Brommer H, Sloet van Oldruitenborgh-Oosterbaan MM. Department of Equine Sciences, Faculty of Veterinary Medicine, Utrecht University, The Netherlands. H.Brommer@vet.uu.nl Abstract Forty-three
Dutch Warmblood foals were divided at random into 3 rearing groups immediately after birth: a box-rest group, a box-rest with exercise group, and a pasture group. All stabled foals (box-rest and exercise groups) were fed freshly cut grass harvested from the same pastures on which the pasture group foals were grazing. Blood samples were obtained monthly for CBC and biochemical analyses. At 1-3 months of age, the foals at pasture were active but the foals in the box-rest and exercise groups were listless. Mean hemoglobin concentrations, PCVs, blood iron concentrations, and saturation of total iron binding capacity were significantly lower (P < .05) in the box-rest group (11.3+/-1.2 g/dL, 33+/-3%, 123+/-67 microg/dL, and 18+/-9%) and the exercise group (11.6+/-1.5 g/dL, 34+/-4%, 101+/-61 microg/dL, and 15+/-10%) compared with the pasture group (14.0+/-0.8 g/dL, 42+/-3%, 212+/-67 microg/dL, and 32+/-10%). Oral supplementation of iron to all foals resulted in significant increases in the values of these variables in the box-rest group and exercise group at 4-5 months of age, and the stabled foals were as active as the foals at pasture. In the pasture group, no significant changes occurred. Management practices clearly influence the iron state in young growing foals from 1 to 3 months of age, and although not a frequent cause of anaemia in the horse, an absolute deficit of body iron may occur in stabled foals fed freshly cut grass.

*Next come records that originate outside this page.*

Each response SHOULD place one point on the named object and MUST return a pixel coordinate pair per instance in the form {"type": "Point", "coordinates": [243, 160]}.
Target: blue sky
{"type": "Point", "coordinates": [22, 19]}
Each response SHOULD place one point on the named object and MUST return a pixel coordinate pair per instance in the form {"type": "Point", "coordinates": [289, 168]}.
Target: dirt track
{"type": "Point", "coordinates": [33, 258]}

I should mention here that if the foals had been fed hay rather than freshly hand-cut grass there may not have been a problem. Most hay is contaminated to some extent with dirt.

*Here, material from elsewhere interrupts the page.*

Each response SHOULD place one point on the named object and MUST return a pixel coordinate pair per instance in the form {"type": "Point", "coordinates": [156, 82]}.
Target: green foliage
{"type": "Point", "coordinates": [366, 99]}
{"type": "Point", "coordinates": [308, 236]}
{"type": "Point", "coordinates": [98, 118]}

A diet-related iron deficiency anaemia has never been found in an adult horse, and horses do not respond to iron supplementation with improved haemoglobin or red cell counts.
Once absorbed, there is virtually no avenue for iron excretion. Once iron is absorbed, it cycles very efficiently between haemoglobin and a few iron-containing enzymes, and storage depots for iron, primarily in the spleen and liver.
- Iron deficiency as a cause of equine anaemia is virtually nonexistent in horses.
- Iron overload is fairly common and can contribute to anaemia in horses by causing oxidative stress.
- Deficiency of copper is common and can cause equine anaemia by interfering with recycling of iron in the body.
- Deficiencies of zinc, copper, vitamin E and selenium can compromise antioxidant defense systems and contribute to horse anaemia related to oxidative stress.